Every request to a `/v1/*` endpoint must include your API key. Veedcrawl uses a single header-based authentication scheme — no OAuth flow, no token exchange. Add the header and your request is authenticated.

## Get your API key

Sign up at [veedcrawl.com/login](https://veedcrawl.com/login). Every new account receives **50 free credits** with no credit card required. Your API key is available in the dashboard immediately after signup.

## Pass the key in requests

Include your API key in the `x-api-key` header on every request to a `/v1/*` endpoint:

```bash theme={null}
curl "https://api.veedcrawl.com/v1/metadata?url=https://www.youtube.com/watch?v=dQw4w9WgXcQ" \
  -H "x-api-key: YOUR_KEY"
```

The `/health` endpoint does not require authentication. All other endpoints do.

<Tip>
  `X_API_KEY` is also accepted as an alternative header name, which matches the environment variable convention used by the MCP server.
</Tip>

## Manage keys via the API

You can create, list, and revoke API keys programmatically through the `/v1/keys` endpoints. All key management calls are free and require an existing valid key in the `x-api-key` header.

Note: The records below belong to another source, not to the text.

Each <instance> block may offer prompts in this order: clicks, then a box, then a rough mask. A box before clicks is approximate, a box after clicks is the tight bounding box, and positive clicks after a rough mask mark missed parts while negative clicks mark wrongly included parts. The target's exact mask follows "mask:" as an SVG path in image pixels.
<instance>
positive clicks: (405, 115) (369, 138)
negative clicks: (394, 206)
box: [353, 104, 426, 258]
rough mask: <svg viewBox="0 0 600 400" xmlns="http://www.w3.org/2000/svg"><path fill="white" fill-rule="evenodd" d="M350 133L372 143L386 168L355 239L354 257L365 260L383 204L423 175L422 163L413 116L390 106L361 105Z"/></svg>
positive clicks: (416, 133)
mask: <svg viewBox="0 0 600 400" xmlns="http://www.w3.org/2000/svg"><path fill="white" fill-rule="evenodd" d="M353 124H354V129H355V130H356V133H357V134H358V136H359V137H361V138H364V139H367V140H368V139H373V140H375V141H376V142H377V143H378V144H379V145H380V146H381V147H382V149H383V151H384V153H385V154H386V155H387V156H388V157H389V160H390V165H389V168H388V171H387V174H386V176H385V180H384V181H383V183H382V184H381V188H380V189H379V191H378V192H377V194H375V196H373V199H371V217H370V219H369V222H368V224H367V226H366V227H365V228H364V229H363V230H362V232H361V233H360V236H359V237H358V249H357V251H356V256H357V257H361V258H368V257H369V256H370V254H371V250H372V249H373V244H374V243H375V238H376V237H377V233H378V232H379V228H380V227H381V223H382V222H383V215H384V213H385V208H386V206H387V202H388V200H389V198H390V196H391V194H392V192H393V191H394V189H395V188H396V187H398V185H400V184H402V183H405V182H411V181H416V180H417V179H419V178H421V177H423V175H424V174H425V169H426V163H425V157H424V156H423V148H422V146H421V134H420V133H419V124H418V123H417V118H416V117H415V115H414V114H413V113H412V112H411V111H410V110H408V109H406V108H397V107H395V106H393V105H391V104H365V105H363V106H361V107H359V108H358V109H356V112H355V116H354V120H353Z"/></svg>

**List all keys for your org:**

```bash theme={null}
curl "https://api.veedcrawl.com/v1/keys" \
  -H "x-api-key: YOUR_KEY"
```

**Create a new key:**

```bash theme={null}
curl -X POST "https://api.veedcrawl.com/v1/keys" \
  -H "x-api-key: YOUR_KEY" \
  -H "Content-Type: application/json" \
  -d '{"name": "my-agent"}'
```

**Revoke a key by ID:**

```bash theme={null}
curl -X DELETE "https://api.veedcrawl.com/v1/keys/key_abc123" \
  -H "x-api-key: YOUR_KEY"
```

<Tip>
  Create a separate API key for each project, agent, or integration. If a key is compromised or you want to cut off a specific workflow, you can revoke just that key without affecting anything else.
</Tip>

## Error reference

| Status | Error code     | Cause                                                                                                 |
| ------ | -------------- | ----------------------------------------------------------------------------------------------------- |
| `401`  | `unauthorized` | The `x-api-key` header is missing or the key is invalid.                                              |
| `403`  | `forbidden`    | The key is valid but your account has insufficient credits or the request exceeds your plan's access. |

All error responses follow the same shape:

```json theme={null}
{
  "error": "unauthorized",
  "message": "Missing or invalid API key",
  "details": null,
  "documentationUrl": null
}
```

If you receive a `401`, check that the header name is exactly `x-api-key` and that the key value matches what's shown in your dashboard. If you receive a `403`, check your remaining credits at `GET /v1/me`.